Key Points:
- The Crypto Fear & Greed Index has dropped to levels not seen since Bitcoin was priced at $83,000.
- There’s speculation that the “turning point” for Bitcoin might already be upon us.
- Recent social media activity hints at potential price recoveries in the near future.
Bitcoin’s sentiment took a significant hit overnight on Thursday, driven by falling prices that led to fresh liquidations.
According to the latest data from the Crypto Fear & Greed Index, fear is currently dominating market sentiment.
Bitcoin Sentiment Mirrors April’s Lows
Bitcoin is edging toward a new monthly low of under $109,000, which is impacting overall market feelings.
The Fear & Greed Index, which often reflects market tendencies, plummeted to just 28 out of 100 on Friday, marking its lowest point since April 11th. This was a startling 16-point drop in just one day.
“More fear and higher prices,” remarked Michael Pizzino, who runs a Crypto YouTube channel. He discussed the recent disconnect between price and emotional responses.
The last time the Fear & Greed Index fell below 30 was when Bitcoin was trading around $83,000, recovering from a low of $75,000, as confirmed by data from TradingView.
Consequently, some analyses are suggesting that we might be at a tipping point for a market reversal.
“Could this be the turning point for Bitcoin and the crypto market that many have been anticipating? The analysis looks promising, though it’s still not confirmed,” Pizzino further noted.
Fear and greed have always played pivotal roles in the volatile movements of 2025. Earlier this year, the index dropped to just 10 out of 100 amid concerns over U.S. trade tariffs.

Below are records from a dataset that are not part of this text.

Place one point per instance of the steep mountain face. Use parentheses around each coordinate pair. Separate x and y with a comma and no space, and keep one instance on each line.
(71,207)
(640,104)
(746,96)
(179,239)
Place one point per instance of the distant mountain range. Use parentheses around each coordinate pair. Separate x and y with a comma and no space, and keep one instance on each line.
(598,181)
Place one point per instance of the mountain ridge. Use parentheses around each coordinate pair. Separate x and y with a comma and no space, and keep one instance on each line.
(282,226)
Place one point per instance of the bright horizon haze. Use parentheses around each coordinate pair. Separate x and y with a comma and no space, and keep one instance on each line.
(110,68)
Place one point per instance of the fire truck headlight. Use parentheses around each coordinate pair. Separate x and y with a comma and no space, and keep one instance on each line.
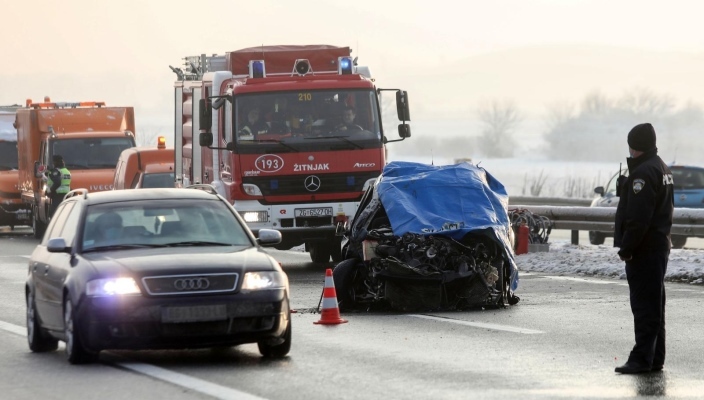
(368,183)
(254,216)
(252,190)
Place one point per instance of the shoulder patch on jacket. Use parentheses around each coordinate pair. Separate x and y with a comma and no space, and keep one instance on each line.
(638,185)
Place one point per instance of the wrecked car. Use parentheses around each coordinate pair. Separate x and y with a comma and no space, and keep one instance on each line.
(429,238)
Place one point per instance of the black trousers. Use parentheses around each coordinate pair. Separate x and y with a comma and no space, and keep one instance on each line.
(646,283)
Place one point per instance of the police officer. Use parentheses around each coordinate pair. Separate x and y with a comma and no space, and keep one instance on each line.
(642,232)
(59,181)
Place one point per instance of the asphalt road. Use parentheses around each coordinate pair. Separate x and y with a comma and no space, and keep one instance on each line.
(561,341)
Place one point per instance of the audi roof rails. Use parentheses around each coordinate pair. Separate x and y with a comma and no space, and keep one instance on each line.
(204,187)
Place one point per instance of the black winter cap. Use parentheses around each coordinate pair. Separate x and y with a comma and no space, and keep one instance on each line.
(642,137)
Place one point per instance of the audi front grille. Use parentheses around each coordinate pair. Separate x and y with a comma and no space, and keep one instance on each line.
(190,284)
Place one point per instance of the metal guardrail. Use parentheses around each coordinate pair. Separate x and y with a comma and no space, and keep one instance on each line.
(553,201)
(685,221)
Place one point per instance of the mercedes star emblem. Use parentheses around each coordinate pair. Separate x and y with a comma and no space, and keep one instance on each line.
(312,183)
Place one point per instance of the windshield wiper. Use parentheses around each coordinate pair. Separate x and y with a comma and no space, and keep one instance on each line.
(343,138)
(122,247)
(277,142)
(197,243)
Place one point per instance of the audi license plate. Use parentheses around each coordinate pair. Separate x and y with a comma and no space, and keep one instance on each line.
(194,313)
(313,212)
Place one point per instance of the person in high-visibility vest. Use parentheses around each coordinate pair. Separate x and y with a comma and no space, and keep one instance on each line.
(59,181)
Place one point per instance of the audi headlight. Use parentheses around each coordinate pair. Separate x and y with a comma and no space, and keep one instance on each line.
(112,287)
(263,280)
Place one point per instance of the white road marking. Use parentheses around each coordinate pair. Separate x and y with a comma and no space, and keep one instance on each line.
(584,280)
(188,382)
(483,325)
(603,282)
(12,328)
(185,381)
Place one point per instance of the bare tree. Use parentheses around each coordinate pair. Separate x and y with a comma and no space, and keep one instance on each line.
(559,112)
(499,118)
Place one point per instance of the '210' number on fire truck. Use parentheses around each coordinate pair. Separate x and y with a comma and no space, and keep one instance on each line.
(269,163)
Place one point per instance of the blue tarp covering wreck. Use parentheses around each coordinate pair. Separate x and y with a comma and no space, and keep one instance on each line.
(448,200)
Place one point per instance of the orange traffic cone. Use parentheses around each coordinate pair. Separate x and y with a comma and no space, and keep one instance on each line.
(330,314)
(522,240)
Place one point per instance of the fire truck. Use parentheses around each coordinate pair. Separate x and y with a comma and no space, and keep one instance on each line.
(88,135)
(302,166)
(12,211)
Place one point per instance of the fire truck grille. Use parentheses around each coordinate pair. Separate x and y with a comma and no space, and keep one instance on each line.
(311,183)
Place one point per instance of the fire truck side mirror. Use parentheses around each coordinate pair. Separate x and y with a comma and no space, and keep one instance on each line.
(404,131)
(37,170)
(402,106)
(206,116)
(205,139)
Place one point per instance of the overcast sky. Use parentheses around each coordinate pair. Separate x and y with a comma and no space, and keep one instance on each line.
(119,51)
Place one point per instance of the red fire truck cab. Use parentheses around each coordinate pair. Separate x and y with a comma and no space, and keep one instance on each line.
(291,135)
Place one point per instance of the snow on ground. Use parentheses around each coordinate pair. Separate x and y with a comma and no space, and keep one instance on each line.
(685,265)
(564,258)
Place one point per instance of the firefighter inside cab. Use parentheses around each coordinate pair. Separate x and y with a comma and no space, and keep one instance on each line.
(59,183)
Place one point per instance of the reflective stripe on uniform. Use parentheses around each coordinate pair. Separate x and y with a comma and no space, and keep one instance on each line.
(65,181)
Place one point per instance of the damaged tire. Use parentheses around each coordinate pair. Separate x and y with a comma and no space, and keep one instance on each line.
(279,348)
(343,276)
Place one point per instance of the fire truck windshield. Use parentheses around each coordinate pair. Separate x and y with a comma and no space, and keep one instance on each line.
(8,155)
(93,153)
(306,120)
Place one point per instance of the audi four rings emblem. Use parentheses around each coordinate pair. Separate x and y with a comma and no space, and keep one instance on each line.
(312,183)
(192,284)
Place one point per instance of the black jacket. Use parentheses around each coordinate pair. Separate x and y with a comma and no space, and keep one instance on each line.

“Impaired and Bearish” Sentiment Predominates BTC Pricing
Before the latest dip, various signs indicated a potential rebound in Bitcoin prices.

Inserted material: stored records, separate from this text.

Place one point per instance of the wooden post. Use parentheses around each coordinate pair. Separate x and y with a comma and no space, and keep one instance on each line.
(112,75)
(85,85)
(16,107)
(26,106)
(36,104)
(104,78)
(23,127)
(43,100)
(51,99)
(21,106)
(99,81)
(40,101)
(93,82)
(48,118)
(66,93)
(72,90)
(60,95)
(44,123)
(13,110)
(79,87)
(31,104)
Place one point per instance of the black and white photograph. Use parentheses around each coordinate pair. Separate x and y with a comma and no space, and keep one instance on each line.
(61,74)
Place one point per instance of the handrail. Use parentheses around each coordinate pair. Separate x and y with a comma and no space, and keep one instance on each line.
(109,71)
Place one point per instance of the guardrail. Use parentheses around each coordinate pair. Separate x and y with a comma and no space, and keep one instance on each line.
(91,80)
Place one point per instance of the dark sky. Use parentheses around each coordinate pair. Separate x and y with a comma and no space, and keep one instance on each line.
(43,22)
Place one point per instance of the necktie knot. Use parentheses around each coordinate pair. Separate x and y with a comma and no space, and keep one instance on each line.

On Tuesday, research platform Santiment noted that social media users seem convinced that low prices won’t last long.
“As usual, social media discussions reflect Bitcoin’s likely next moves. Historically, low predictions have led to price increases, while high predictions have often resulted in declines,” they pointed out.

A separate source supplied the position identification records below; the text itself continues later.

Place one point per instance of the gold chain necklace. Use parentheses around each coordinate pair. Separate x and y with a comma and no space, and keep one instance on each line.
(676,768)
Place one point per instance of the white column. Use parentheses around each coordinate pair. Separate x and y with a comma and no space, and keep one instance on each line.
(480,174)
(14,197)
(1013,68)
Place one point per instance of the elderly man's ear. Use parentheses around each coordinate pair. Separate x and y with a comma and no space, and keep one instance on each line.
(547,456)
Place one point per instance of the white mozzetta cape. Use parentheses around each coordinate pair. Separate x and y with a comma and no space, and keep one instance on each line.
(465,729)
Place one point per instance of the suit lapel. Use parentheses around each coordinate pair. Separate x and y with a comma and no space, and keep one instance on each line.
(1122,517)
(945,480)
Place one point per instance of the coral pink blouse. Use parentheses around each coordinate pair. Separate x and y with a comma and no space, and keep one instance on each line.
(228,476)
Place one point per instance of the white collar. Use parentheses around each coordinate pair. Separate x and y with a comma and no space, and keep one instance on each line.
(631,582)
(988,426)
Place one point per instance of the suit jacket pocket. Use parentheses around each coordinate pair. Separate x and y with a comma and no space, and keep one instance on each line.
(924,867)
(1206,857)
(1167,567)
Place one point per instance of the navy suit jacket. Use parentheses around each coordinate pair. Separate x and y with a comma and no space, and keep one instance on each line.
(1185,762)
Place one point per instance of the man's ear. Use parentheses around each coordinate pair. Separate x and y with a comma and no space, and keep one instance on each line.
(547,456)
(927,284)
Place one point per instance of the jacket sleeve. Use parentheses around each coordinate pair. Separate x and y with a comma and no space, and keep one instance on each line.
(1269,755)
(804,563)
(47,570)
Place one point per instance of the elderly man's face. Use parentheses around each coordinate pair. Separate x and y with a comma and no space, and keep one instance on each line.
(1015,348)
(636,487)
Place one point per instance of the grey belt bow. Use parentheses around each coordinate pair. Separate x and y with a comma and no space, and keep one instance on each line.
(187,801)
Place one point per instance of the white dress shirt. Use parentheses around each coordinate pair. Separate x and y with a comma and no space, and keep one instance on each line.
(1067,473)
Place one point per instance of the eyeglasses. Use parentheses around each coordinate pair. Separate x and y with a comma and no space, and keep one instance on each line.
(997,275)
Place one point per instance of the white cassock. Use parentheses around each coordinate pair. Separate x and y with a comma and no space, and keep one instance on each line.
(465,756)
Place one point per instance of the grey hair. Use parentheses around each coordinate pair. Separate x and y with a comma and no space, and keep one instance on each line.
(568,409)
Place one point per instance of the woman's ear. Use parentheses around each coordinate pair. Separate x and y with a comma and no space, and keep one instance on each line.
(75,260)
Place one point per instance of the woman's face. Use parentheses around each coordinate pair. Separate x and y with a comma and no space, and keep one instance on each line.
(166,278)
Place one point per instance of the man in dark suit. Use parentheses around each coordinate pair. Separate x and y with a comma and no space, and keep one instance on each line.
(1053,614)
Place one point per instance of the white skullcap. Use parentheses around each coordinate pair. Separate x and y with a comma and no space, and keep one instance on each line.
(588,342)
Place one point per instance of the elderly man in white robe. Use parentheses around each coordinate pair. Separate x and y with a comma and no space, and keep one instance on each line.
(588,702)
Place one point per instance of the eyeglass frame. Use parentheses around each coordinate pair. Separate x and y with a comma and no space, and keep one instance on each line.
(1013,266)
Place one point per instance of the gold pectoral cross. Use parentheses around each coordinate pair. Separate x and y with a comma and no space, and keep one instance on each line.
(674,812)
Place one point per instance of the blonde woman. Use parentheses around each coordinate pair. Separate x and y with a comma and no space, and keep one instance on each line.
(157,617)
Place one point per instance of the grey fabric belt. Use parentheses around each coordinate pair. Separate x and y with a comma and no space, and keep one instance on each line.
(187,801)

Santiment also highlighted the overwhelming impatience and bearish sentiment that has emerged from retail investors.
At the same time, there’s data showing many traders are looking to increase their exposure now.
This article does not constitute investment advice or recommendations. All trading and investment activities come with risks, and readers are encouraged to conduct their own research.